In situ calibration of the deflection detection

The plates, with the adherent cell in between, were simultaneously displaced horizontally and the detector signal was recorded. Hence, we could determine the multiplying factor between flexible-plate deflection and detector response. The detection sensitivity ranged from 1 to 4 mV for 100 nm, leading to a typical error of 200 nm on the flexible plate tip position. Thus, for a characteristic plate deflection of 10 μm, the relative error on the constant applied force was ∼2%.

RESULTS AND DISCUSSION

Experimental parameter definitions

A C2-7 cell stretched under constant force is visualized on Fig. 3. The position of the flexible (thin) plate tip was held constant to ensure fixed plate deflection, and thus constant applied force. To do this, a controller shifted the rigid (thick) plate leading to increasing cell stretching. The strain ɛ(t) was defined as (L(t)−L₀)/L₀, where L₀ and L(t) were respectively the cell length perpendicular to the microplates (i.e., the distance between the plates) just before the experiment began, and after t seconds (Fig. 4).

FIGURE 3.

A C2-7 cell stretched under constant force. The servo controller gradually shifts the rigid (thick) microplate to compensate for cell deformation, and thus maintains a fixed deflection of the flexible (thin) plate tip. Pictures correspond to t = 0 s and t = 30 s.

FIGURE 4.

Apparent contact diameters (D_flexible, D_rigid) and cell-length L perpendicular to the microplates.

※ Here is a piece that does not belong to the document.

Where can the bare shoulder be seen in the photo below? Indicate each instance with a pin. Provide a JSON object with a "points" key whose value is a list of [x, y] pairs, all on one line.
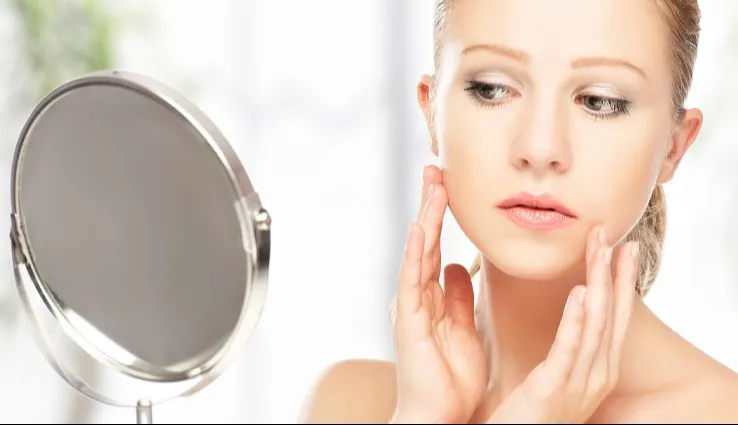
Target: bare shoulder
{"points": [[712, 400], [352, 391]]}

The applied stress σ₀ was given by the constant applied force F₀ divided by the contact area A₀ between the cell and each microplate. As we could not directly measure this area, we supposed it to be a disk of diameter D, where D was the apparent contact line between the cell and each of the glass plates on video-microscopy pictures (Fig. 4). Thus A₀ was simply given by πD²/4. However, D was usually not exactly the same for the flexible (D = D_flexible) and the rigid (D = D_rigid) plate, leading to two stress values σ_flexible = 4F₀/π(D_flexible)² and σ_rigid = 4F₀/π(D_rigid)². In the data analysis below, we have reported the average value of the applied stress σ₀ = (σ_flexible+σ_rigid)/2.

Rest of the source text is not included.